The federal government is reforming the Bankruptcy and Insolvency Act and the Companies’ Creditors Arrangement Act on Nov. 1, 2019 to enhance retirement security and protect pension plans.

As it announced in its 2019 budget in March, the reforms are aimed at making the insolvency process fairer, more transparent and more accessible.

Read: Budget 2019: Proposed changes to pension legislation, annuities, CPP

The amendments will:

  • Require participants in an insolvency proceeding to act in good faith;
  • Provide for the possibility of court-ordered disclosure of a creditor’s real economic interest in an insolvent company;
  • Impose director liability in appropriate cases for executive compensation payments in the lead-up to an insolvency;
  • Limit the decisions that can be taken at the outset of a CCAA proceeding to measures necessary to avoid the immediate liquidation of an insolvent company, thereby improving participation of all players; and
  • Exempt assets held in registered disability savings plans from creditor claims in bankruptcy.

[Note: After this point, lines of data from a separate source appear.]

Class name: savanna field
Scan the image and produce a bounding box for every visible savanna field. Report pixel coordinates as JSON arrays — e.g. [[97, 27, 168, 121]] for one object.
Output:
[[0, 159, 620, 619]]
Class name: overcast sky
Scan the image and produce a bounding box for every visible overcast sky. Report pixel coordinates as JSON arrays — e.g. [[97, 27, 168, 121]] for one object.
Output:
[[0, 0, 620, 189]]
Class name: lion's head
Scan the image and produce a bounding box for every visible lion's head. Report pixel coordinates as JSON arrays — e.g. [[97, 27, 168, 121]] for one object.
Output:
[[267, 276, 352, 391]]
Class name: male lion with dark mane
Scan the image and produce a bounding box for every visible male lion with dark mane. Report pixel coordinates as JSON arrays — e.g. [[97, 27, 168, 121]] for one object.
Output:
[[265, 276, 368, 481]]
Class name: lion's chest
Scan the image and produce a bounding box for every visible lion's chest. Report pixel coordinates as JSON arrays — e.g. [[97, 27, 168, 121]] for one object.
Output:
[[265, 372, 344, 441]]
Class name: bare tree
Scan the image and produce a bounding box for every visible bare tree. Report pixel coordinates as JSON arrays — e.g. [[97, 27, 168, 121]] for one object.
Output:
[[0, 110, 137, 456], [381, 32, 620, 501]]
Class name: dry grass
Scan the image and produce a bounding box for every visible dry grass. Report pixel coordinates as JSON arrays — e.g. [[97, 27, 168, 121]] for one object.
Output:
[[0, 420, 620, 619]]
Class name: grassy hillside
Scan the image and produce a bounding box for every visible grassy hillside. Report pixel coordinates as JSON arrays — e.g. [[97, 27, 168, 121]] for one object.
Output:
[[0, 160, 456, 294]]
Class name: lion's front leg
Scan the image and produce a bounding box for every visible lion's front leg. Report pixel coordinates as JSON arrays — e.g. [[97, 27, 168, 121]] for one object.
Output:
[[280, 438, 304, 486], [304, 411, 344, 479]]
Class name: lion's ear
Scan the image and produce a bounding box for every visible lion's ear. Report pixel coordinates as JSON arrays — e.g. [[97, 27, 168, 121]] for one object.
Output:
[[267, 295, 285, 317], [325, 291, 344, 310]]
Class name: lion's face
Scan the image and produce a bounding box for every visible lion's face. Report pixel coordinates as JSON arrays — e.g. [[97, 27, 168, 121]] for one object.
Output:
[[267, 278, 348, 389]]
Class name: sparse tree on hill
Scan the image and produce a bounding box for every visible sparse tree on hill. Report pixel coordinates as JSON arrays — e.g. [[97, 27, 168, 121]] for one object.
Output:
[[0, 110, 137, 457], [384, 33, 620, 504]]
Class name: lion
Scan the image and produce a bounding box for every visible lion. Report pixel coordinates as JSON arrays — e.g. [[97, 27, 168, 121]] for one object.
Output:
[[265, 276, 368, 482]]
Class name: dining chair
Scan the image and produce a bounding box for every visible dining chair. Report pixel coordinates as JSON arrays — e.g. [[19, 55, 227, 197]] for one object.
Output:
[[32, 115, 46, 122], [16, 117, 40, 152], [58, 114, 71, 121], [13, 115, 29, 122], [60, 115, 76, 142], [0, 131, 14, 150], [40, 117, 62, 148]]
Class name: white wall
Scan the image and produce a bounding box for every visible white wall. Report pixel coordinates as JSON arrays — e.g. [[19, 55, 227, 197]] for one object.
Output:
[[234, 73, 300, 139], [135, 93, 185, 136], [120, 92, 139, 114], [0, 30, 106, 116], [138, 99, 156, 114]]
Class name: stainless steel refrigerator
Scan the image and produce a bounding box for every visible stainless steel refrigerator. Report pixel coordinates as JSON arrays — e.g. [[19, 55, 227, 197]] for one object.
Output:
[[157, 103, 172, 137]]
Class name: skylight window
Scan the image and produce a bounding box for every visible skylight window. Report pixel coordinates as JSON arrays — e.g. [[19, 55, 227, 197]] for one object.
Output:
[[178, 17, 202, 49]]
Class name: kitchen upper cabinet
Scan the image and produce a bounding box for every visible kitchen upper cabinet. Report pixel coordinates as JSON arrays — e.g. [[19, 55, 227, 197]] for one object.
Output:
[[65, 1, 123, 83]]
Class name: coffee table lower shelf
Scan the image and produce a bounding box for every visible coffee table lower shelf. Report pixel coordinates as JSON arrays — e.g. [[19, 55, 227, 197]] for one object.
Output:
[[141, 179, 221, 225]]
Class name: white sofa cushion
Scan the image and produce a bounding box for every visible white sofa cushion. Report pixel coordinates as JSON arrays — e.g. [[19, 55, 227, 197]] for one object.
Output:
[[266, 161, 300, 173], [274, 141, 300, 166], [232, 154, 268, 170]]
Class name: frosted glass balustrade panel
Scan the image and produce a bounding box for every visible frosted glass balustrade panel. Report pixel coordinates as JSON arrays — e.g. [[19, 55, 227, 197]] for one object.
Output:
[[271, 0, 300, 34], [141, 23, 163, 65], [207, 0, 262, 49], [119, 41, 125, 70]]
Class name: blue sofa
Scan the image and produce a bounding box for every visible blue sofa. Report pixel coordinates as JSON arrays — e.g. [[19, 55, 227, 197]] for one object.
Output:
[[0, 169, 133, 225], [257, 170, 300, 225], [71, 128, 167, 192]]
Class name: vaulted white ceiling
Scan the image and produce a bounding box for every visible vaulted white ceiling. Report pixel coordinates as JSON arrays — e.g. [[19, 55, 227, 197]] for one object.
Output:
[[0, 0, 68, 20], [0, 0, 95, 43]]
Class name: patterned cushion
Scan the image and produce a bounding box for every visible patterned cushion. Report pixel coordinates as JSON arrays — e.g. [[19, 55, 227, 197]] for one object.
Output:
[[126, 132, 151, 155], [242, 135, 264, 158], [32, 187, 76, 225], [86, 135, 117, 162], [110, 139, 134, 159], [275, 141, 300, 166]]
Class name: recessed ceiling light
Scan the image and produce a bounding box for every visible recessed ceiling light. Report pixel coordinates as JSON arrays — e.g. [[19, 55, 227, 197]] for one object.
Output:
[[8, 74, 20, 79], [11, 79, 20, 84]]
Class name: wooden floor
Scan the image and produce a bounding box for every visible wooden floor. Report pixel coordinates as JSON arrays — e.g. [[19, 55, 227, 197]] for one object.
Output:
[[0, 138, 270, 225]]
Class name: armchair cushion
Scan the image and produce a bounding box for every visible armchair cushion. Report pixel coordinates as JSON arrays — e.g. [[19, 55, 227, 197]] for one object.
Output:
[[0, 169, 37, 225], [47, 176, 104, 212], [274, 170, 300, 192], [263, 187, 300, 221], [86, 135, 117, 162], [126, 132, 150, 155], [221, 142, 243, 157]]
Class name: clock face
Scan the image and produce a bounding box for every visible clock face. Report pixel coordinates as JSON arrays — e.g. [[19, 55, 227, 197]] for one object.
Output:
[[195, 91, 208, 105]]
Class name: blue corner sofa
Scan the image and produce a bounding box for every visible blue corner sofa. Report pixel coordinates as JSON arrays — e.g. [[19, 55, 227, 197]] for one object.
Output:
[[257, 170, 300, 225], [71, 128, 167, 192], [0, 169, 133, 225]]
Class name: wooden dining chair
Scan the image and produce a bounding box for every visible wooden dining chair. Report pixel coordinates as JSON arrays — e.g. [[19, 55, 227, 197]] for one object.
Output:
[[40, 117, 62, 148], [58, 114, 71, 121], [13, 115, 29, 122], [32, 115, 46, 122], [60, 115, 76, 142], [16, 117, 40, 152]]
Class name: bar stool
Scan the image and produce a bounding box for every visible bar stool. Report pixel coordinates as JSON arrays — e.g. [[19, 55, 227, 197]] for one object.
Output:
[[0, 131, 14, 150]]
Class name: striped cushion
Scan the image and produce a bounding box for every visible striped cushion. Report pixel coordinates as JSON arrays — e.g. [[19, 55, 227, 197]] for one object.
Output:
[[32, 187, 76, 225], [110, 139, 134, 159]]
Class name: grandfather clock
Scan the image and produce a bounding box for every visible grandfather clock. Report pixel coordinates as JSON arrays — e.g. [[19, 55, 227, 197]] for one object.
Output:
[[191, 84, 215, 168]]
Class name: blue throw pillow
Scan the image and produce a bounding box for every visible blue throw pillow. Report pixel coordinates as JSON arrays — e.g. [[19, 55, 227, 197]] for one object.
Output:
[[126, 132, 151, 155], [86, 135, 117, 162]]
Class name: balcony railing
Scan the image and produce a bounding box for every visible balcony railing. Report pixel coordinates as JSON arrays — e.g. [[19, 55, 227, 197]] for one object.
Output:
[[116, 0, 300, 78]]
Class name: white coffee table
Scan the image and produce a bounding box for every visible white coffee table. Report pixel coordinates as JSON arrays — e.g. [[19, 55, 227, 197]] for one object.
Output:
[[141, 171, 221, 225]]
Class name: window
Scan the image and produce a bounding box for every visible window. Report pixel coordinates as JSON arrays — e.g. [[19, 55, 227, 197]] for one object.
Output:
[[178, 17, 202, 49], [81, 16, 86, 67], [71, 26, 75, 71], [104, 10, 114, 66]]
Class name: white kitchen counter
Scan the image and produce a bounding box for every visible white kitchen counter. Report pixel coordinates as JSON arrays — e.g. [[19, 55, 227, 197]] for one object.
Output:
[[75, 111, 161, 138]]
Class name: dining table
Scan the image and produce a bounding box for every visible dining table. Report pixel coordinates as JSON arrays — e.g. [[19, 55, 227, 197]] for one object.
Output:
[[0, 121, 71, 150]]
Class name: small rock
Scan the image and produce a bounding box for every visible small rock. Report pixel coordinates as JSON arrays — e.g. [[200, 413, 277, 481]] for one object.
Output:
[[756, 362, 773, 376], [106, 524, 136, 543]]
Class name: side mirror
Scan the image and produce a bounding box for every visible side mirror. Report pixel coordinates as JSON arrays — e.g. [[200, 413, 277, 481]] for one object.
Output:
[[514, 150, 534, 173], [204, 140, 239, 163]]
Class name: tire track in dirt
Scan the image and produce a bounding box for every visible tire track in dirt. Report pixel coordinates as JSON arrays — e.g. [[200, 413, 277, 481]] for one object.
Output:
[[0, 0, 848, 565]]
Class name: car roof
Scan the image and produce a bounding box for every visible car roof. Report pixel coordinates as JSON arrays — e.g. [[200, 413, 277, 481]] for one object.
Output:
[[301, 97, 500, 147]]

Read: 2019 Top 100 Pension Funds Report: Deconstructing pension protection, promises and priorities 

“It is unacceptable that some pensioners face hardship because of their employer’s insolvency and underfunded pension plans,” said Navdeep Bains, minister of innovation, science and economic development, in a press release. “Our government believes that after a lifetime of hard work, Canadians deserve a secure and dignified retirement. With these reforms, we are protecting Canadians’ retirement security and the ability of businesses to invest, grow and create more good jobs.”